When his cock first slid against the slick, hot surface of Calder's, he groaned, low and hoarse, the only sound in the dark cabin besides the creaking of the bed and their breathing. They both held their tongues as though they were doing something clandestine, as though they might be caught at any time. Jack knew why he carried that shame, but he couldn't imagine what guilt burdened Calder. Perhaps, despite what he'd said, he still felt he was being unfaithful to Avery.

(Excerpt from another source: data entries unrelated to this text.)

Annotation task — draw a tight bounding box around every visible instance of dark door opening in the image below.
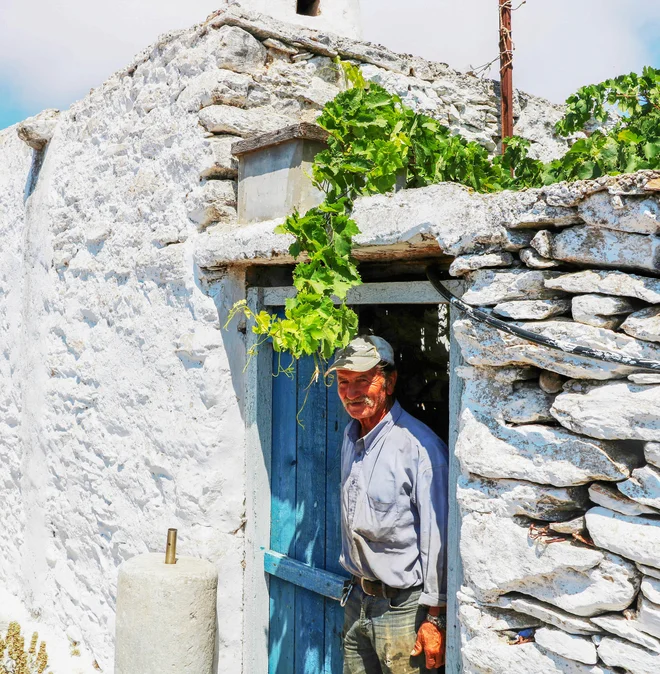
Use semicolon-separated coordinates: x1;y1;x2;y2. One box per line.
296;0;321;16
266;304;449;674
354;304;449;442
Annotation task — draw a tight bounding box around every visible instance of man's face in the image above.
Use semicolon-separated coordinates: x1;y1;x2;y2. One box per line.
337;367;396;419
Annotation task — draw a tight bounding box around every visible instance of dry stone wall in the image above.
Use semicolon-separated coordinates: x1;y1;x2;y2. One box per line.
0;7;568;672
451;172;660;674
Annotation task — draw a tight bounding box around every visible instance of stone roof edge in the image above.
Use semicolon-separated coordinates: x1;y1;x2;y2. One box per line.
204;5;563;109
195;171;660;269
37;5;563;130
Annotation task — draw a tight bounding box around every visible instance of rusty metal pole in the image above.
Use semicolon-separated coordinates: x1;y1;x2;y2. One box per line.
499;0;513;153
165;529;177;564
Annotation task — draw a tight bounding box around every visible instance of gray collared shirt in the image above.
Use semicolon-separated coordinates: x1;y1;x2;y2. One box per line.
340;402;449;606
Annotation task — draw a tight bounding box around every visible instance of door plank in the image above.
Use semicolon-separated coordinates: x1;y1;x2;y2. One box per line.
268;346;298;674
323;381;349;674
446;308;464;674
291;357;327;674
264;550;346;602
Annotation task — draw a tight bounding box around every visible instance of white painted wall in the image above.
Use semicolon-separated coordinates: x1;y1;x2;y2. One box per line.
0;7;559;674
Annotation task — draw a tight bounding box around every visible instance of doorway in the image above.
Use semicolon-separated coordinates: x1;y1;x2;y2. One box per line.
264;296;450;674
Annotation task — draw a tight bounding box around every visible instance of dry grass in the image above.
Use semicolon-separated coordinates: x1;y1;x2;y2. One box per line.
0;622;53;674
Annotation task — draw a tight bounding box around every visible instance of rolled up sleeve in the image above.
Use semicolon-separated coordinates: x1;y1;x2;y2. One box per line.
415;463;449;606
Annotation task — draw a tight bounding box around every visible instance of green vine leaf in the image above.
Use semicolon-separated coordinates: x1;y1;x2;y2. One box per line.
228;60;660;364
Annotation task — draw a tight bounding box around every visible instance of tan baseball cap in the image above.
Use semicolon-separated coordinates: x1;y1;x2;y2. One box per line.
328;335;394;372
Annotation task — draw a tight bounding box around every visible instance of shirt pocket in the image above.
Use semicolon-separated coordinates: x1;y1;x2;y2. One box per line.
355;493;399;543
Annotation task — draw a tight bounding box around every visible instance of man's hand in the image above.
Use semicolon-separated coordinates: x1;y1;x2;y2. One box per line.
410;610;447;669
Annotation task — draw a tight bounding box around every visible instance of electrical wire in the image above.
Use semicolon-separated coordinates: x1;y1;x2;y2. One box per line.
426;266;660;372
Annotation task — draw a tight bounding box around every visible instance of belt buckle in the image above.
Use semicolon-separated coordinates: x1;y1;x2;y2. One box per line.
339;580;355;608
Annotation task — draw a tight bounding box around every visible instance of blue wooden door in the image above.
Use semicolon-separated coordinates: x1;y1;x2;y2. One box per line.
265;354;348;674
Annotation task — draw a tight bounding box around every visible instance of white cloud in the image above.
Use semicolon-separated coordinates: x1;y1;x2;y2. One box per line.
0;0;224;107
0;0;660;113
361;0;660;102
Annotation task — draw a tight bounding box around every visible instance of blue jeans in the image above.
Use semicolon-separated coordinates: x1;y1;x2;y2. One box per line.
344;585;438;674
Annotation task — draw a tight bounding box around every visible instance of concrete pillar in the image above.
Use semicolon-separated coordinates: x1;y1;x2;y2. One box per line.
230;0;362;39
115;554;218;674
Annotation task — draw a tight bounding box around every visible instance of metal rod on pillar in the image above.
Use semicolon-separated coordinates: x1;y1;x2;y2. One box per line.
499;0;513;153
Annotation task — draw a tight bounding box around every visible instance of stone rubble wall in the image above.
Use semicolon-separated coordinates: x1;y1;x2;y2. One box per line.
0;8;563;672
448;172;660;674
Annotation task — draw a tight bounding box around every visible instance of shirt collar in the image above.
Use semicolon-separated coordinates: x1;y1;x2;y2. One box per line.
348;400;403;454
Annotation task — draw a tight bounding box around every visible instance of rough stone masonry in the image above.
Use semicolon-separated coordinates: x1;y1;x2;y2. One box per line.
0;1;660;674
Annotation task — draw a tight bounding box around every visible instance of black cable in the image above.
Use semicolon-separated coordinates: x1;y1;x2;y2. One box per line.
426;267;660;372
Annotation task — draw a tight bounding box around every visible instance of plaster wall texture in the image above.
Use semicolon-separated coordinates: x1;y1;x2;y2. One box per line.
205;165;660;674
0;7;620;672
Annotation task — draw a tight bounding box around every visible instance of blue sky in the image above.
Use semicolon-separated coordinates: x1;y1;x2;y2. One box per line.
0;0;660;128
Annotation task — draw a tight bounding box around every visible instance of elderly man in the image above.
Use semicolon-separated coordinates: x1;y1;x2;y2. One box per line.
330;336;448;674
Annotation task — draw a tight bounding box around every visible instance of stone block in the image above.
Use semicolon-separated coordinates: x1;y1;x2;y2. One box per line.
497;594;601;636
449;252;513;276
177;70;253;112
578;192;660;234
213;26;268;73
571;294;636;330
456;476;588;522
462;269;563;306
586;507;660;568
529;229;553;258
233;124;327;224
637;595;660;638
598;637;658;674
455;316;660;379
534;627;598;665
16;108;60;150
461;513;640;618
546;269;660;304
519;248;561;269
502;382;555;424
589;482;658;516
199;105;291;138
186;180;236;227
621;307;660;342
617;464;660;506
493;300;571;321
201;136;240;180
644;442;660;468
591;613;660;653
552;226;660;273
463;634;615;674
641;576;660;606
552;381;660;441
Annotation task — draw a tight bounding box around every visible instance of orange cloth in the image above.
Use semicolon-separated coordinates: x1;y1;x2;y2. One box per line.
410;621;447;669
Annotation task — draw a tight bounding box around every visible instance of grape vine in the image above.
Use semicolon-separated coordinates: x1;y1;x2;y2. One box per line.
228;62;660;366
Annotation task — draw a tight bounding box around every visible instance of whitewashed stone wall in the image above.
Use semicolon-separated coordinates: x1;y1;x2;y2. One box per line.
0;8;562;672
452;173;660;674
201;172;660;674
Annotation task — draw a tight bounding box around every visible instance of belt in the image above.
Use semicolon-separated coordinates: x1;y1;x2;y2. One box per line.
353;576;401;599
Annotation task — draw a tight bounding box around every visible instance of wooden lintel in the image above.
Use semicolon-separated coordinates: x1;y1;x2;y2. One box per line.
231;122;330;157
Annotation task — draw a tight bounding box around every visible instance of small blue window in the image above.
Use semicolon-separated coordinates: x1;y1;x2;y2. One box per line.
296;0;321;16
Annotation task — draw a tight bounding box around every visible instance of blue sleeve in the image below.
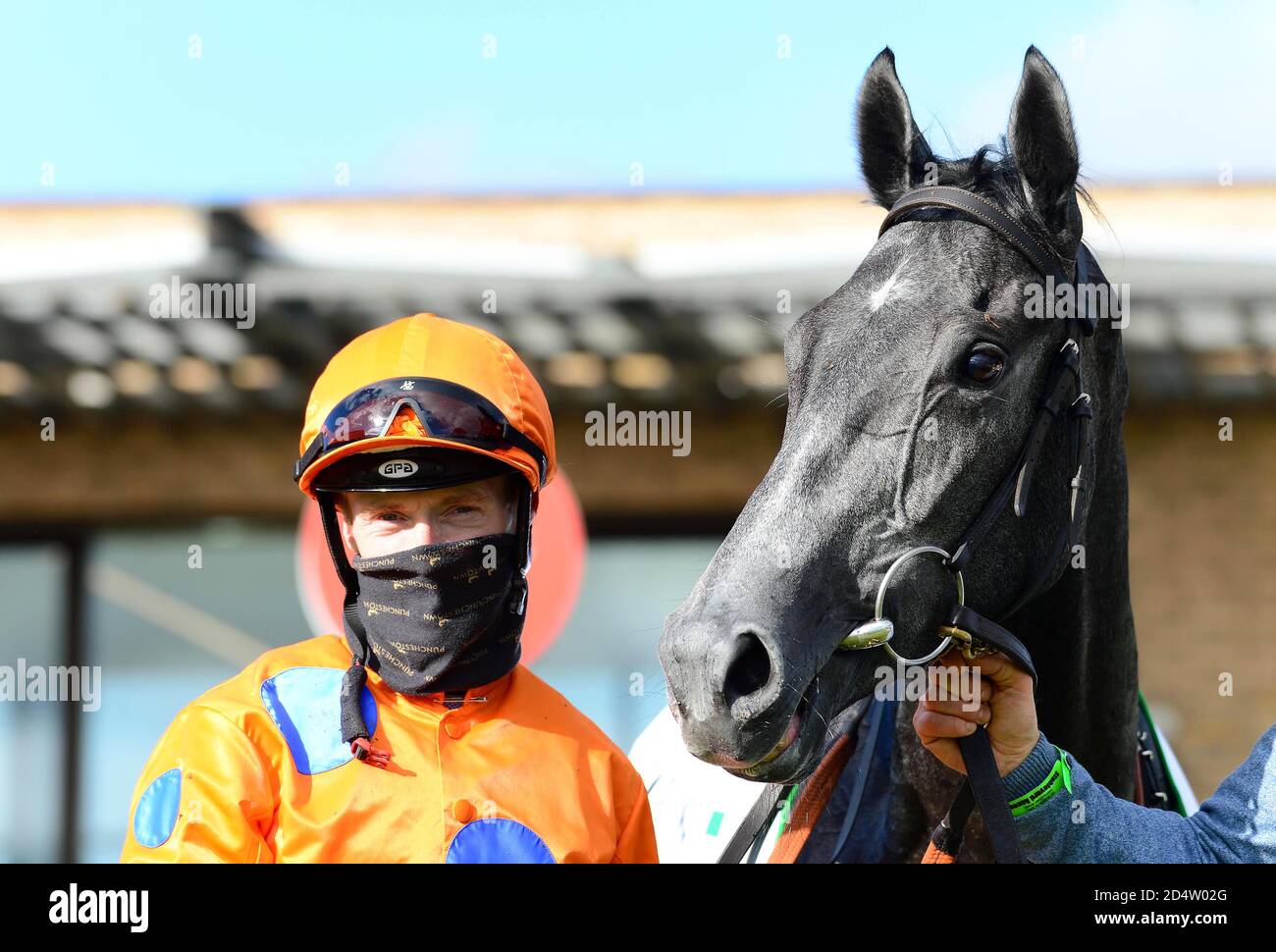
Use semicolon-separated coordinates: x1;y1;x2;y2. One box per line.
1005;725;1276;863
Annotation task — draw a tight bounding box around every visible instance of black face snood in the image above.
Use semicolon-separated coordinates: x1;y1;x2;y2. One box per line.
346;534;526;696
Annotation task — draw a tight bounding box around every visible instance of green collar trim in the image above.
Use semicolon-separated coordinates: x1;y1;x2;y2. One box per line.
1011;747;1072;817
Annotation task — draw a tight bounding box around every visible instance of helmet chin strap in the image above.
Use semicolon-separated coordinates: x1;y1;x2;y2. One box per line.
316;493;390;767
315;477;532;767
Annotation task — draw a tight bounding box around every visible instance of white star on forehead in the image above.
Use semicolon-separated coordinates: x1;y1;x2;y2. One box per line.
869;263;905;313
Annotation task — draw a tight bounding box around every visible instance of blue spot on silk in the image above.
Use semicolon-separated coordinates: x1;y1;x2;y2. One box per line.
262;667;377;774
447;818;554;863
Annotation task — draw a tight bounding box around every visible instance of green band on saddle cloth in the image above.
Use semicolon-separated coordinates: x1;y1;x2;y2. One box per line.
1011;747;1072;817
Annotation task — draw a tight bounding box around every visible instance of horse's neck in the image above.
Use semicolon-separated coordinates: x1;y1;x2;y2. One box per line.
1007;393;1139;799
889;354;1139;859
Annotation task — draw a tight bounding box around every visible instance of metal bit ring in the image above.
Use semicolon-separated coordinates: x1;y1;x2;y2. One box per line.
875;545;966;664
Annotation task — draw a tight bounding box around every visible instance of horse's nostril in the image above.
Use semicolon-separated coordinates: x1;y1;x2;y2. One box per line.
722;632;771;706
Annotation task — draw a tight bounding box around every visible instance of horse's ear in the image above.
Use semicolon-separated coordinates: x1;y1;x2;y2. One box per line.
1009;46;1081;238
855;46;935;208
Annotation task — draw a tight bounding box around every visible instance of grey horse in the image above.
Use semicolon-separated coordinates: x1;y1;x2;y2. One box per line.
660;47;1139;862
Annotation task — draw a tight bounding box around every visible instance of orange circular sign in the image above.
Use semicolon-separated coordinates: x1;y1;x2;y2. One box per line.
297;471;586;664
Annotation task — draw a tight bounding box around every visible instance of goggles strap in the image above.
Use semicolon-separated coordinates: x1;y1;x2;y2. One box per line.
316;493;378;761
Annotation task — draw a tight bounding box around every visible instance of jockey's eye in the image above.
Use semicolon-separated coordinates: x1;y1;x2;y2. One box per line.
962;344;1007;387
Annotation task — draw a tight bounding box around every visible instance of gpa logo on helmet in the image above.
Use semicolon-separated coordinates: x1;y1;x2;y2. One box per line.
377;459;417;480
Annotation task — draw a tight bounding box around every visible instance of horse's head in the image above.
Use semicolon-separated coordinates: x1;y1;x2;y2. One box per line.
660;48;1097;781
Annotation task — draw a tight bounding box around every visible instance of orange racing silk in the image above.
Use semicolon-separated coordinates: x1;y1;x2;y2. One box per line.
120;634;658;863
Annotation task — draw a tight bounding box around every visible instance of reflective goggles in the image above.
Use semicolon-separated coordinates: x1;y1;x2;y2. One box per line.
292;377;548;486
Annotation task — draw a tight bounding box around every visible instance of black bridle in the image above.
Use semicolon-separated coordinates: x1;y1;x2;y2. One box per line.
718;185;1113;863
877;185;1111;863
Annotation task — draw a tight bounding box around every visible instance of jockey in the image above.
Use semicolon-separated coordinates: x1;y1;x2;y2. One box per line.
122;314;656;863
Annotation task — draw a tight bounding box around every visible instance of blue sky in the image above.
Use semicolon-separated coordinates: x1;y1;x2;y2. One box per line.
0;0;1276;201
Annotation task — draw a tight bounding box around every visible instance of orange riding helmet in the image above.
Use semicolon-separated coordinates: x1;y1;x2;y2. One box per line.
293;314;558;498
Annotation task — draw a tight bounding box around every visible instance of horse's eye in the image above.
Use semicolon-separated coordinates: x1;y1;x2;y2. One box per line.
962;344;1005;386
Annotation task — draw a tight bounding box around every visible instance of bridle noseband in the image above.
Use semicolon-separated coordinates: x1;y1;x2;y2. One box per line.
857;185;1111;863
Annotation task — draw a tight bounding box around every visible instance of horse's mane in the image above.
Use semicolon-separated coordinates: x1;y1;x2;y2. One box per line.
928;135;1102;260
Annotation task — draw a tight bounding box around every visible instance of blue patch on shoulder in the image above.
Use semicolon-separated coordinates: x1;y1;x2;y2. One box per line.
262;667;377;774
447;817;554;863
133;767;182;850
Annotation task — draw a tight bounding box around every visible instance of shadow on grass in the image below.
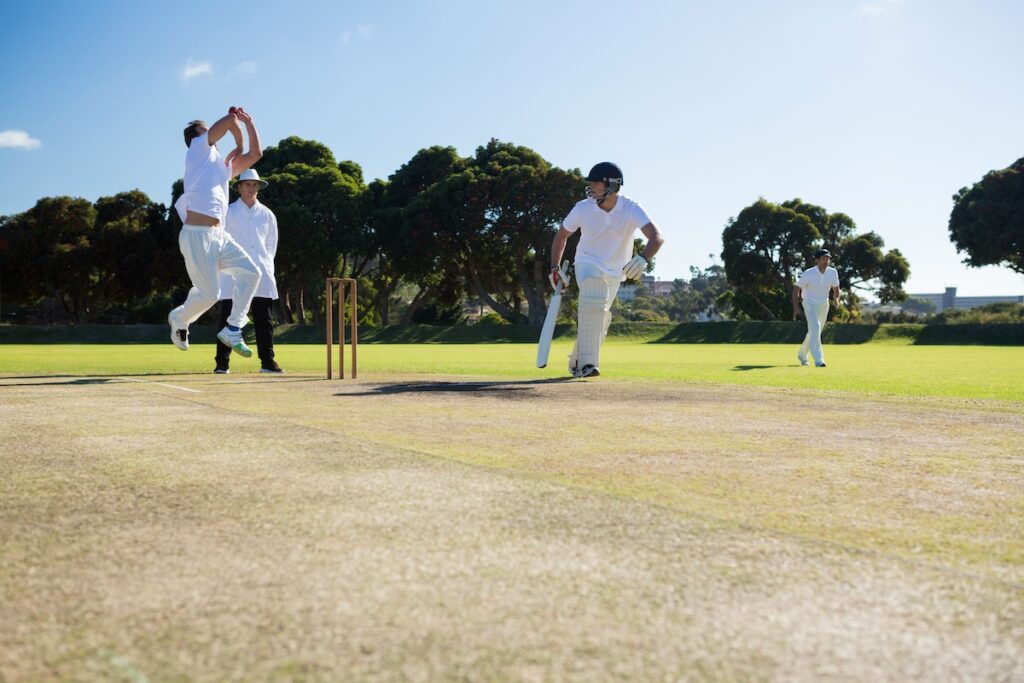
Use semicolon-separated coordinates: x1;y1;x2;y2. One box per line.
334;377;574;397
0;375;124;389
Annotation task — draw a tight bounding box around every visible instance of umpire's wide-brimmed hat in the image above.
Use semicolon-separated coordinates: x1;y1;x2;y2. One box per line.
234;168;269;189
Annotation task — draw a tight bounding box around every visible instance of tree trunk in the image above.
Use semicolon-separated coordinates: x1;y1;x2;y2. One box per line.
398;286;432;325
516;259;548;328
466;252;522;324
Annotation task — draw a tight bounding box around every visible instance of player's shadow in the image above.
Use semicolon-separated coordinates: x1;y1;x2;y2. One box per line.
334;377;573;398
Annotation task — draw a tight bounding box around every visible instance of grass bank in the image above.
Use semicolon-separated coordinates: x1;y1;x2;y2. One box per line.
0;321;1024;346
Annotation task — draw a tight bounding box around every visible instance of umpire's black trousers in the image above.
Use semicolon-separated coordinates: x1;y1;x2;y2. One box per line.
216;297;273;368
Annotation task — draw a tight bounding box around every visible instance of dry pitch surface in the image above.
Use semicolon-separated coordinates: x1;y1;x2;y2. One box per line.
0;376;1024;682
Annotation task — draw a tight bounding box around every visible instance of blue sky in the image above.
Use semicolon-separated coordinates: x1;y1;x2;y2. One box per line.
0;0;1024;295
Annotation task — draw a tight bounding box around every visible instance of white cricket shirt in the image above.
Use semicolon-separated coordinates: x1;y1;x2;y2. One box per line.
174;131;231;226
220;199;278;299
797;265;839;303
562;195;650;280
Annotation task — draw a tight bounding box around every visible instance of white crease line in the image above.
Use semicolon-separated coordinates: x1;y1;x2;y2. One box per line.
118;377;203;393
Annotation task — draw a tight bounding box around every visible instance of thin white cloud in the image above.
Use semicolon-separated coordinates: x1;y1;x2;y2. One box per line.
181;57;213;83
338;24;374;45
0;130;43;150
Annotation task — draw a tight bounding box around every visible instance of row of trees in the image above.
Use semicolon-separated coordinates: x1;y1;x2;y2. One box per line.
0;137;1024;326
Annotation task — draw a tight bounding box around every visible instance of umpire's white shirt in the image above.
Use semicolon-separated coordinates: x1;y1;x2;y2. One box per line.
562;195;650;281
797;265;839;303
220;199;278;299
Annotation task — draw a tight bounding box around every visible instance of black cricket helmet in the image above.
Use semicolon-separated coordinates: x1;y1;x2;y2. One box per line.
587;161;624;202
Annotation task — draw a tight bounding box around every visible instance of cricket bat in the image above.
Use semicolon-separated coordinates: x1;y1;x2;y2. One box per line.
537;261;569;368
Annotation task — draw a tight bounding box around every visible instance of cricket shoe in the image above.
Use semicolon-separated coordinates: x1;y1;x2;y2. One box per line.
167;313;188;351
217;326;253;358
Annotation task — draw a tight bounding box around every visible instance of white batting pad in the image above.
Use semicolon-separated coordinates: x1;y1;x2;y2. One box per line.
577;278;611;368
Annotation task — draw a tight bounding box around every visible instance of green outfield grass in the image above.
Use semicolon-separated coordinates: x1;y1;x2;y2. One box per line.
0;339;1024;402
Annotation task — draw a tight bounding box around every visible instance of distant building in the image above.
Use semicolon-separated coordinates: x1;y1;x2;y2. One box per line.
618;275;676;301
909;287;1024;311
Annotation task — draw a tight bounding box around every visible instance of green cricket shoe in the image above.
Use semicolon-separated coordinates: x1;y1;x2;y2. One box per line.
217;326;253;358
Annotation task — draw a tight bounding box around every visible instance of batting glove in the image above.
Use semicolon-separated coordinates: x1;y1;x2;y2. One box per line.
623;254;647;280
548;261;569;292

Regardless, they said nothing to comfort or encourage one another as they groped for one another's hands in the darkness, making a hot channel into which they thrust recklessly. They fell in and out of time with one another, never quite on the same page, but the pleasure was the same regardless, rushed and intense. Calder wrapped his legs around Jack's hips, thighs squeezing tightly. Jack bowed his head to lean against Calder's shoulder, breathing hot against his throat as he shook with anticipation. They barreled toward a quick and sloppy finish.

He felt Calder's hand on the back of his neck, holding on as he reached his limit. He gasped Avery's name as he came, spilling hot on Jack's fingers, and Jack felt it like a sour stone in his throat. He finished a second and a few rapid, rough strokes later, adding to the mess between them, but there was no satisfaction in it.

They stayed where they were for a moment, catching their breath. Calder, still trembling in the aftershocks, seemed fragile and vulnerable beneath Jack. The urge to protect him warred with the urge to never look at him again.

Calder turned his head and tried to kiss Jack again, and Jack turned sharply away, then tried to hide the rejection by acting like he'd just been reaching for the tissues on the bedside table. Calder didn't try again. Jack cleaned them both up with quick, silent efficiency. When the mess was dealt with he lay down again and closed his eyes without a word. He could feel Calder behind him, still poised like he needed to say something, do something more. But after a moment, the tension vanished. He rolled over onto his side, facing away from Jack, and Jack could soon hear his breathing even out into sleep. It took a while longer for Jack to join him in slumber, his thoughts a sucking vortex of shame that dragged him down deep into an endless abyss of self-loathing.